DUSHANBE, February 8, 2016 – The results of the high frequency survey Listening to Tajikistan covering the period of September to November 2015 were published today on the World Bank Tajikistan website. The survey aimed at measuring the impact of the economic slowdown in 2015 on households in Tajikistan was initiated by the World Bank in May 2015, with the opening of the high season for many workers from Tajikistan working abroad.
The Listening to Tajikistan survey collects household data to analyze migration and remittances, income and employment, deprivation and subjective wellbeing, and quality of and access to electricity and water services. It tracks the wellbeing and deprivations of a nationally representative random sample of 800 households in Tajikistan.
According to the latest results, between September and November 2015 per capita income for the top 60 percent of households increased by over 30 percent, while the per capita income for the bottom 40 percent of the population dropped by about 20 percent. The increase for the top 60 percent of households is mainly due to agriculture, self-employment and remittances, while the drop of income for the bottom 40 percent is due to lower levels of employment among household heads, a decline in average wage income, and a smaller share of bottom 40 percent of households receiving any income at all. In the latest round, average remittance amounts were smaller, and fewer bottom 40 percent of the households received them.
After September 2015, Kazakhstan has been steadily losing ground as a preferred migration destination, which may relate in part to the depreciation of the Kazakh tenge that took place in Kazakhstan in August and September 2015.
Subjective wellbeing of households measured by the ability to buy food, pay for utilities, healthcare and other basic needs improved during September-November, compared to May 2015. Despite this improvement, 50 percent of households still reported reduced food consumption in order to be able to pay for other basic needs in November 2015.
For those households with electricity outages, the average number of days on which households experienced outages climbed to almost 10 out of 10 days for households in rural areas during the months of October and November 2015. Outages for households in urban areas have remained relatively stable over the same period.
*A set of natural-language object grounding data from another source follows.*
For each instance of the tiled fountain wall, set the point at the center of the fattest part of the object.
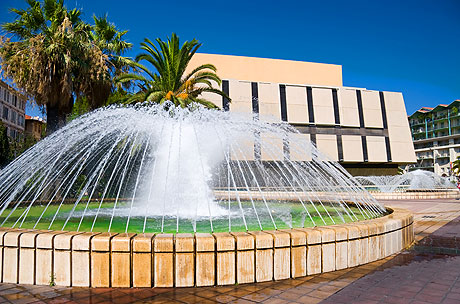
(167, 260)
(416, 195)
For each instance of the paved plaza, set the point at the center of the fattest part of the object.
(427, 273)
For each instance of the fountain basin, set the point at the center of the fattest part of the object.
(91, 259)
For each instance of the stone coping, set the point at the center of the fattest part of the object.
(415, 195)
(201, 259)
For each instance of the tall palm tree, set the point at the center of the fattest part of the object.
(111, 42)
(456, 166)
(170, 82)
(53, 58)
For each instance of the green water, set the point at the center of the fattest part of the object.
(284, 214)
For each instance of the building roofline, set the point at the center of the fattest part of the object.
(424, 110)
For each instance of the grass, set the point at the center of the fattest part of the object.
(284, 214)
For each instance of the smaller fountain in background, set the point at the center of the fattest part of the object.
(414, 180)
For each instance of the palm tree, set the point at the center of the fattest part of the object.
(456, 166)
(53, 58)
(110, 41)
(170, 81)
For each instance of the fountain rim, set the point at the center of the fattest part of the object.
(98, 259)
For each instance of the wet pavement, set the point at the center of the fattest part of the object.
(428, 273)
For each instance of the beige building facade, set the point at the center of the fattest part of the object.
(366, 131)
(12, 110)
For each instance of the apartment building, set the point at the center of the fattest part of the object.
(12, 110)
(35, 127)
(436, 137)
(365, 130)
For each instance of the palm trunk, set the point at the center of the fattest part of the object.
(56, 115)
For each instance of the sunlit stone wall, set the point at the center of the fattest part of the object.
(184, 260)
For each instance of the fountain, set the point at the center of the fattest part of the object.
(142, 169)
(417, 180)
(141, 196)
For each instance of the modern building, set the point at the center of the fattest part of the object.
(436, 136)
(366, 131)
(12, 110)
(35, 126)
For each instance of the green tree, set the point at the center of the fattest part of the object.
(456, 166)
(111, 42)
(4, 146)
(170, 82)
(56, 57)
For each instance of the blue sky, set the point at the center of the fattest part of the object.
(410, 46)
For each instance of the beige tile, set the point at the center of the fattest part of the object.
(225, 258)
(205, 259)
(163, 260)
(184, 268)
(121, 260)
(314, 259)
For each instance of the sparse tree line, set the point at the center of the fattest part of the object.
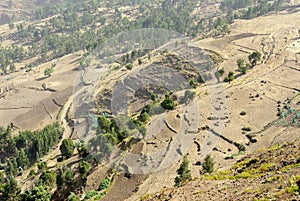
(79, 22)
(243, 67)
(248, 9)
(21, 151)
(184, 173)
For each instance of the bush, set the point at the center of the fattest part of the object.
(243, 113)
(168, 103)
(129, 66)
(104, 184)
(184, 173)
(83, 168)
(67, 148)
(207, 165)
(246, 129)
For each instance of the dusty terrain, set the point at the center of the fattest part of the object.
(29, 100)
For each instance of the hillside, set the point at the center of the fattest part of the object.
(105, 99)
(267, 174)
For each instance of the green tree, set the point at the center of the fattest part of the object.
(11, 190)
(38, 193)
(82, 149)
(168, 103)
(73, 197)
(104, 184)
(67, 148)
(144, 117)
(84, 168)
(65, 176)
(254, 58)
(48, 71)
(184, 173)
(48, 178)
(207, 165)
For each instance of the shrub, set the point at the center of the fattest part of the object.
(247, 129)
(129, 66)
(184, 173)
(104, 184)
(243, 113)
(207, 165)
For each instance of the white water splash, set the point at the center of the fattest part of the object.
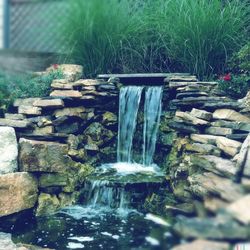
(156, 219)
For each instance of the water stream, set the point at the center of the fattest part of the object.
(128, 108)
(105, 219)
(152, 115)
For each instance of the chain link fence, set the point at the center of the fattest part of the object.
(35, 25)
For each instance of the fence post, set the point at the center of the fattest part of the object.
(6, 24)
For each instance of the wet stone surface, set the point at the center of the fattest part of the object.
(86, 228)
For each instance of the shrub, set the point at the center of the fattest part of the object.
(24, 86)
(235, 86)
(154, 36)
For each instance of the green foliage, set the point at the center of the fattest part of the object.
(97, 30)
(166, 35)
(24, 86)
(240, 62)
(237, 87)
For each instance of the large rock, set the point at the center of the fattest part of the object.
(183, 127)
(202, 114)
(29, 110)
(207, 139)
(207, 149)
(66, 93)
(214, 164)
(18, 191)
(214, 204)
(71, 72)
(25, 102)
(203, 245)
(14, 116)
(6, 242)
(8, 150)
(218, 228)
(42, 156)
(49, 103)
(208, 183)
(15, 123)
(218, 131)
(243, 159)
(242, 126)
(99, 135)
(240, 209)
(228, 146)
(190, 118)
(231, 115)
(47, 204)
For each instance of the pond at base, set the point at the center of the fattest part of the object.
(79, 227)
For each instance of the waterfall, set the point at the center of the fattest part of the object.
(103, 193)
(106, 193)
(128, 108)
(152, 115)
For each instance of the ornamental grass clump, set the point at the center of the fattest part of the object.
(201, 35)
(97, 31)
(123, 36)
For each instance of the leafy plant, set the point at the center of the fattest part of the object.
(24, 86)
(235, 86)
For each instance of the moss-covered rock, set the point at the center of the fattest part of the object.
(47, 204)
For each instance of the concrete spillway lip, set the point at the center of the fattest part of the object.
(141, 78)
(113, 176)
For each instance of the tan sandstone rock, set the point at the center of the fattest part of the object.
(43, 156)
(18, 191)
(231, 115)
(240, 209)
(203, 245)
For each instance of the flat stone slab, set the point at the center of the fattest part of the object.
(203, 245)
(43, 156)
(66, 93)
(240, 210)
(29, 110)
(194, 120)
(49, 103)
(18, 191)
(231, 115)
(214, 164)
(206, 184)
(218, 131)
(221, 105)
(243, 161)
(228, 146)
(207, 149)
(15, 123)
(25, 102)
(8, 150)
(236, 125)
(210, 228)
(207, 139)
(14, 116)
(202, 114)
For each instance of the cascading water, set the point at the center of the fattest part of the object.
(119, 186)
(152, 115)
(103, 192)
(129, 104)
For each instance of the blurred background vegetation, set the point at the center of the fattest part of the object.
(207, 38)
(126, 36)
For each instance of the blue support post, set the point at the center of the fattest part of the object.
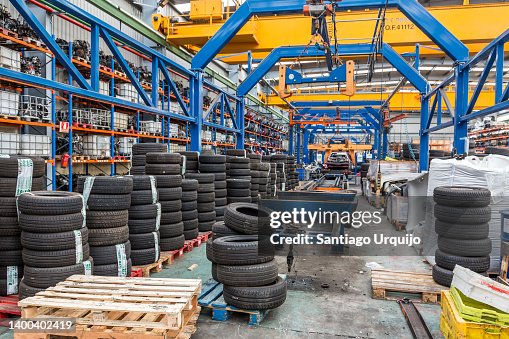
(196, 102)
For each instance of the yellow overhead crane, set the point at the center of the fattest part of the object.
(474, 25)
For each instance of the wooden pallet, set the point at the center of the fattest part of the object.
(9, 306)
(212, 297)
(395, 285)
(149, 268)
(118, 308)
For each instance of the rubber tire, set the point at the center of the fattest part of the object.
(172, 244)
(48, 259)
(462, 231)
(52, 241)
(107, 202)
(45, 277)
(163, 169)
(238, 250)
(107, 219)
(171, 230)
(145, 257)
(458, 215)
(465, 248)
(109, 236)
(111, 270)
(50, 223)
(248, 275)
(106, 255)
(442, 276)
(50, 203)
(448, 261)
(256, 298)
(108, 185)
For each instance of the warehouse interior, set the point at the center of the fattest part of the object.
(254, 169)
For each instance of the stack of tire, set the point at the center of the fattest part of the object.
(190, 208)
(11, 262)
(206, 201)
(144, 221)
(139, 159)
(254, 166)
(54, 239)
(250, 279)
(108, 201)
(191, 161)
(216, 164)
(462, 216)
(238, 190)
(167, 169)
(281, 180)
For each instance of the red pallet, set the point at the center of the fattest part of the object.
(9, 306)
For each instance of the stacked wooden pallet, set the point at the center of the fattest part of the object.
(111, 307)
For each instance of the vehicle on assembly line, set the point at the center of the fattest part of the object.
(339, 162)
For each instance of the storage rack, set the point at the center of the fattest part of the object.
(112, 76)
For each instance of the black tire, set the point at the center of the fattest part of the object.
(9, 226)
(246, 218)
(10, 243)
(8, 207)
(11, 258)
(167, 194)
(465, 248)
(458, 215)
(171, 218)
(107, 202)
(462, 231)
(50, 223)
(40, 277)
(442, 276)
(256, 298)
(171, 206)
(238, 250)
(191, 234)
(207, 216)
(108, 185)
(143, 241)
(191, 224)
(168, 181)
(212, 159)
(106, 255)
(143, 149)
(9, 166)
(248, 275)
(172, 244)
(145, 257)
(107, 219)
(140, 226)
(47, 259)
(163, 169)
(143, 198)
(50, 203)
(164, 158)
(53, 241)
(239, 192)
(109, 236)
(171, 230)
(206, 207)
(112, 270)
(190, 185)
(203, 178)
(143, 212)
(457, 196)
(448, 261)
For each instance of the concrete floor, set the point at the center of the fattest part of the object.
(343, 310)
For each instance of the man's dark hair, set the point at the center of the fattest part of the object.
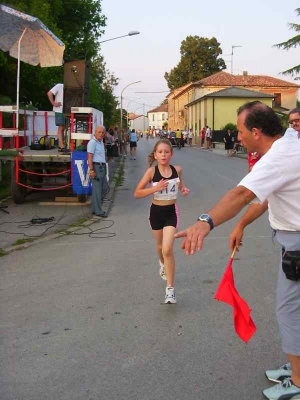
(294, 111)
(262, 117)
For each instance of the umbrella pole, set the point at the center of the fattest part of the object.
(18, 79)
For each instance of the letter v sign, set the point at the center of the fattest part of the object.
(84, 178)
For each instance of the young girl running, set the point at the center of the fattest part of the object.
(165, 180)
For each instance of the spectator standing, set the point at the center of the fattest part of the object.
(124, 142)
(110, 140)
(97, 166)
(133, 139)
(202, 137)
(229, 142)
(208, 135)
(56, 97)
(190, 137)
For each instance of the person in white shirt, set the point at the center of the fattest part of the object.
(291, 133)
(273, 184)
(294, 119)
(56, 97)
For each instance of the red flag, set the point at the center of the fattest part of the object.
(226, 292)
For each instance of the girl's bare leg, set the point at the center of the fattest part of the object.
(168, 254)
(158, 235)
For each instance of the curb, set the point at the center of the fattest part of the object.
(106, 207)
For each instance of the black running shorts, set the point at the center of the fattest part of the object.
(161, 216)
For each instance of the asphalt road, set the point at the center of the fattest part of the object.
(82, 317)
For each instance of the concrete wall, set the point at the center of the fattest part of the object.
(158, 121)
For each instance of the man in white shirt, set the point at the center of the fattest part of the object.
(56, 97)
(273, 184)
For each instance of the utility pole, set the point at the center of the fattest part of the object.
(144, 117)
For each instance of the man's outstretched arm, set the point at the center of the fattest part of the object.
(253, 212)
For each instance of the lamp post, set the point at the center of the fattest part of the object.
(233, 47)
(121, 121)
(131, 33)
(137, 109)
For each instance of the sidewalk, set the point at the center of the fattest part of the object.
(39, 218)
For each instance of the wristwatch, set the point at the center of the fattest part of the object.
(206, 218)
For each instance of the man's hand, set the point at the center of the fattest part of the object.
(235, 238)
(193, 237)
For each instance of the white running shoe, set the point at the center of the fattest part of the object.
(162, 271)
(278, 375)
(170, 296)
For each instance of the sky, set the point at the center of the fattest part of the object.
(164, 24)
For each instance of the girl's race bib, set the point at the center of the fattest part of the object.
(170, 192)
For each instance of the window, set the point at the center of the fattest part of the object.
(277, 99)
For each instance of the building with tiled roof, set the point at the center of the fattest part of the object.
(138, 122)
(284, 93)
(158, 116)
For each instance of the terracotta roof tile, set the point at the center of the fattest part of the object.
(225, 79)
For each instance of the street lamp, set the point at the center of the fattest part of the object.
(131, 33)
(233, 47)
(135, 112)
(121, 122)
(128, 108)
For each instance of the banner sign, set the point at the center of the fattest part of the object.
(81, 173)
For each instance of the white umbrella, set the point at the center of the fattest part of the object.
(29, 40)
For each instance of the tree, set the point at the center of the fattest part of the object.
(293, 42)
(200, 57)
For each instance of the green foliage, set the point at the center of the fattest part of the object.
(292, 43)
(79, 24)
(230, 126)
(200, 57)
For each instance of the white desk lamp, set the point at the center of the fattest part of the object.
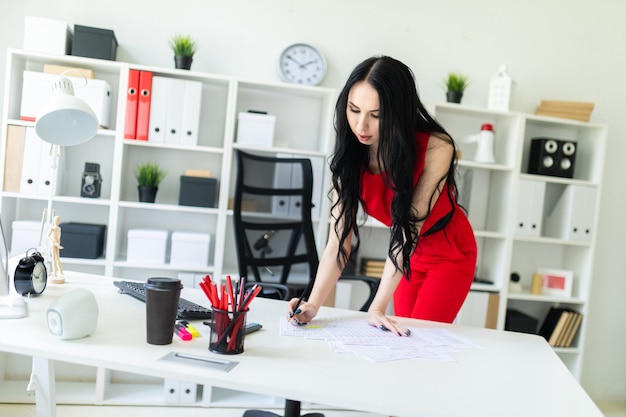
(64, 120)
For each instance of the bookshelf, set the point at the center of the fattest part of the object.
(303, 127)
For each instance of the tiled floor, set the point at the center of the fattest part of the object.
(613, 409)
(11, 410)
(14, 410)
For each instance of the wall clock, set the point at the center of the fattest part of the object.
(31, 275)
(301, 63)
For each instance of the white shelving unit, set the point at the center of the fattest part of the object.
(304, 117)
(303, 127)
(502, 248)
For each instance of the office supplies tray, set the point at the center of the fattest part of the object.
(186, 309)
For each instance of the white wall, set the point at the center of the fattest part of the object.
(555, 49)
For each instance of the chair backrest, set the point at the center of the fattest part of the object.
(274, 233)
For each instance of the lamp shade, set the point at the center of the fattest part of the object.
(65, 119)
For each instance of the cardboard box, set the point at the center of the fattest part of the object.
(197, 191)
(36, 90)
(256, 129)
(82, 240)
(94, 43)
(47, 35)
(190, 248)
(147, 246)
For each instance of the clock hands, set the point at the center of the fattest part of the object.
(292, 59)
(308, 63)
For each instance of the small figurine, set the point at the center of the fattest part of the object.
(54, 237)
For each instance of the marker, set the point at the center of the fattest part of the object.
(194, 332)
(182, 332)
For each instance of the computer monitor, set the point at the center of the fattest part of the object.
(10, 306)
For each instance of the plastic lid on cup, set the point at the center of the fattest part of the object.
(164, 283)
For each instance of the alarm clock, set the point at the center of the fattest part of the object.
(301, 63)
(31, 275)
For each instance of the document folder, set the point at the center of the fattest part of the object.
(132, 102)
This is linked to seasonal electricity rationing in affect as of October 1, 2015. Water disruptions became more common in urban areas since September 2015 due to seasonal trends, with an increasing share of households experiencing disruptions.
Detailed results of from Listening to Tajikistan survey are available on the page - www.worldbank.org/tj/listening2tajikistan.
The survey is expected to continue with monthly update until June 2016.
The results of the first stage of the survey, covering May-September 2015 were presented in Dushanbe in December 2015.
The World Bank’s active portfolio in Tajikistan involves 23 projects (including regional projects) with a net commitment of US$ 382.27 million. It is aimed to support economic growth through private sector NEWS RELEASE development, and to increase investment in better public services for people, such as education, health, municipal services and social protection. The World Bank Group is committed to continue supporting Tajikistan in its strive to improve the lives of people and meet the aspirations of the young generation of the country.